Proteus: Capturing the Big Data Problem of Ancient Literary Fragments

Lead Research Organisation: University of Oxford
Department Name: Classics Faculty

Abstract

The hugely successful Ancient Lives website, a crowd-sourced collaborative online project dealing with the archive of Greek papyri from Oxyrhynchus, which has had tremendous public impact over the past two years, has generated a massive database - over 1.5 million transcriptions of the Oxyrhynchus papyri (over 7 million characters), the work of over 250,00 online collaborators. These include literary, sub-literary and documentary texts. To handle this mass of data with maximum efficiency we now propose to build Proteus, a system comprising of both an innovative digital editing and research tool for scholars working on unpublished papyri and a larger web portal devoted to literary and subliterary fragments (sub-classified for history, biography, and so on). We aim to produce a single on-screen interface to enable comparison between original and edited versions of literary and subliterary texts, and establish an online system that facilitates collaboration between scholars in the editorial process. Proteus' editing tool will change the way papyrologists and editors work, while its web portal, accessible to the world, will both instigate further research and provide an intelligent means of interfacing the conjectures and variant readings that these fragments generate as they are re-edited over time. Whilst constructing this tool, we will also produce a critical edition of Servius' commentary on Vergil Aeneid VI, serving as a prototype for subsequent digital critical editions of his commentary on other books of the epic. This prototype will offer a framework for creating digital editions of ancient commentaries in general, whose complex formatting require innovative ways of digital reading, something beyond the codex experience. Given the biographical and historical nature of many of the texts generated, we will also take the opportunity to update a seminal reference work devoted to fragmentary evidence: the Die Fragmente der Griechischen Historiker Continued. Part IV: Biography and Antiquarian Literature.

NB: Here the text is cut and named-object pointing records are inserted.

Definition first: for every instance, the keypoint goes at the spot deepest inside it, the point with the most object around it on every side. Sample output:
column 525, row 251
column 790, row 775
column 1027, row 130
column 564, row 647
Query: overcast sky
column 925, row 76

The project will thus have five main outputs:
1) The Proteus digital editing tool, through which scholars assigned to work on Oxyrhynchus papyri will edit their fragments and make them ready for print and digital publication.
2) The Proteus digital portal for searching literary and subliterary fragments and the collaborative re-editing of texts. We intend to immediately populate our site with 1,700 unpublished Bodleian papyri, 300 Antinoopolis papyri, and select unpublished Sackler papyri including Homer's Iliad and Homerica, Herodotus and the Septuagint.
3) The digital Servius environment: a prototype interface for digitally researching and creating digital editions of ancient commentaries. Servius' commentaries on Virgil's Aeneid book VI will become accessible online in the first instance.
4) The imaging of hundreds of thousands more unstudied papyri from our archive for processing in Ancient Lives and Proteus.
5) Immediate updating of Die Fragmente der Griechischen Historiker Continued. Part IV: Biography and Antiquarian Literature with new fragments.

Planned Impact

Our project will reach a wide-ranging audience, from school children to professional scholars. It is a digital environment designed to engage both traditional and non-traditional research communities. Its original point of interface, Ancient Lives, is a place where original documents, previously confined to the eyes of experts, are made available to the public through the use of a web interface: interested users go online, browse and access fragments of their choice, and contribute to the project by entering transcriptions, measurements and other information by means of online tools. The resulting data, collated and refined by algorithmic intelligence, will greatly contribute to our knowledge of the Graeco-Roman world.
In capitalizing on our unique and massive database of unedited and unpublished Greek languages texts, we intend now to provide even greater open access to project output. The flow of data through Proteus represents a change in the very methodology of classical philology and papyrology. Scholars from anywhere in the world will be able to edit fragments with the assistance of intelligent linguistic data mining algorithms. This merging of human and machine intelligence is designed to speed up the process of analysis, while at the same time ensuring accuracy is retained. Moreover, Proteus' research and re-editing environment will offer global access to project output, a virtual place where any interested party can access and work with our data. With fragment numbers in excess of one million, and the subsequent data they generate, Proteus will never be static, but continually evolving and changing over time. Better still, for the hundreds of thousands of volunteers that have entered transcriptions on the Ancient Lives site, Proteus will also be the place where they can see the results of their work and even engage further, alongside the scholarly community, in its collaborative re-editing environment.

Publications

10 25 50
 
Description Due to the project having reached the end of its funding cycle and no continuation funding, Proteus is still slowly undergoing some debugging, testing, and upgrades, with a launch date now scheduled for 2018. Still, in terms of development and cyber infrastructure, Proteus has not only achieved its key goals, but also continues to evolve. In developing a platform that digitally captures the evolving data of Greek and Latin literary and subliterary papyri as they are edited and re-edited over time, the Proteus project has created a digital ecosystem for both creating next-generation born digital critical editions and generating the textual criticism that underwrites them.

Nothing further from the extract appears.